The Biosecurity Blind Spot: Systematic Dual-use Detection in Open Science Infrastructure
生物安全盲点:开放科学基础设施中的系统性双重用途检测
Vasudha Sharma, Chakresh Kumar Singh, Jayesh Choudhari, Dharmit Nakrani
AI总结 本研究通过混合词法过滤和大语言模型评估,系统分析了bioRxiv预印本中双重用途研究关注内容,揭示了开放获取摘要中普遍存在的潜在风险,并提出了结合元数据监控与开放科学原则的治理框架。
Comments Ongoing work
详情
人工智能以前所未有的速度改变着生命科学研究,加速了蛋白质结构预测、基因组建模和药物开发等领域的发现(Jumper et al., 2021; Mak et al., 2024)。然而,这种快速进步,加上开放科学运动,引入了重大的双重用途研究问题,但这些问题尚未得到充分的实证研究。本文首次对开放预印本服务器上的双重用途研究关注(DURC)内容进行了系统分析。我们使用词法过滤和大语言模型(LLM)评估的混合流程,筛选了约52,000篇bioRxiv预印本(2024-2025年),并根据美国及澳大利亚集团监管框架,对九个DURC类别、三个PEPP类别和五个治理类别的元数据进行了评分。我们的分析显示,双重用途相关的知识通常出现在公开可访问的标题和摘要中,即使在具有合法公共卫生目标的研究中,也常常超过既定的风险阈值。虽然这种映射捕捉了表面层面的信息扩散,但它并未衡量操作能力、下游滥用潜力或限制有害应用的重大技术和生物安全障碍。我们认为,机构审查流程、资助要求和预印本平台政策必须发展,以纳入主动的元数据级监控,同时不损害科学透明度。最终,将高风险方法学的受控访问机制与科学贡献的开放摘要相协调,为大规模治理AI加速生物学提供了实用框架。

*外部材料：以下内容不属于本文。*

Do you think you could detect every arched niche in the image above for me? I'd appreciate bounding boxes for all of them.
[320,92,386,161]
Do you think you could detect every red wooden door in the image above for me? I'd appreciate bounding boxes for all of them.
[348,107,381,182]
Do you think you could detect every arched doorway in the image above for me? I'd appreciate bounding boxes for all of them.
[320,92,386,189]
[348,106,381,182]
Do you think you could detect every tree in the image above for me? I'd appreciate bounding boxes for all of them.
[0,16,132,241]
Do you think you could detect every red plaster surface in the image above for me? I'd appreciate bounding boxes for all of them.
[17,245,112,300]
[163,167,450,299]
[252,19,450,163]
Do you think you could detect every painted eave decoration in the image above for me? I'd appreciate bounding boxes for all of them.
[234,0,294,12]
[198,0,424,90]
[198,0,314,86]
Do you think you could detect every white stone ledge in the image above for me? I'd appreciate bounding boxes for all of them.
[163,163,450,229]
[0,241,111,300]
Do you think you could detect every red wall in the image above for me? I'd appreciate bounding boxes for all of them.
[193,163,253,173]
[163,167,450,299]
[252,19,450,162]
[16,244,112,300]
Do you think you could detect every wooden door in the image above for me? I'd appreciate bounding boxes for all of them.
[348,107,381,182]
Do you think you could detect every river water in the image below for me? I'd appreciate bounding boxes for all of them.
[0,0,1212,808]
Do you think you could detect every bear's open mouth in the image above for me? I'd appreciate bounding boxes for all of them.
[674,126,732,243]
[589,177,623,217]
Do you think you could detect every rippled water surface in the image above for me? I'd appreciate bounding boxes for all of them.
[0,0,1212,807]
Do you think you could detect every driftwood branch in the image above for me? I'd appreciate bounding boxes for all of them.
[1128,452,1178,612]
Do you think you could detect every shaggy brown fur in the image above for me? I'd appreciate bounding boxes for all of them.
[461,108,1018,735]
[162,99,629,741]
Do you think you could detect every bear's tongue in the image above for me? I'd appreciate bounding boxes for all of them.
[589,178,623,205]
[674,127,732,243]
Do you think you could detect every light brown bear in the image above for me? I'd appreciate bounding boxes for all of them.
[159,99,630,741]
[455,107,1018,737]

AI is transforming life sciences research at unprecedented speed, accelerating discovery across protein structure prediction, genome modeling, and drug development (Jumper et al., 2021; Mak et al., 2024). Yet this rapid advancement, coupled with the open science movement, introduces significant dual-use research concerns that have received limited empirical scrutiny. Here we present the first systematic analysis of dual-use research of concern (DURC) content on open preprint servers. We screened ~52,000 bioRxiv preprints (2024-2025) using a hybrid pipeline of lexical filtering and large language model (LLM) evaluation, scoring metadata across nine DURC, three PEPP, and five governance categories aligned with U.S. and Australia Group oversight frameworks. Our analysis reveals that dual-use-adjacent knowledge is routinely present in openly accessible titles and abstracts, often exceeding established risk thresholds even in studies with legitimate public health objectives. While this mapping captures surface-level information diffusion, it does not measure operational capability, downstream misuse potential, or the substantial technical and biosafety barriers that constrain harmful application. We argue that institutional review processes, funding requirements, and preprint platform policies must evolve to incorporate proactive, metadata-level monitoring without compromising scientific transparency. Ultimately, harmonizing controlled-access mechanisms for high-risk methodologies with open summaries of scientific contributions offers a pragmatic framework for governing AI-accelerated biology at scale.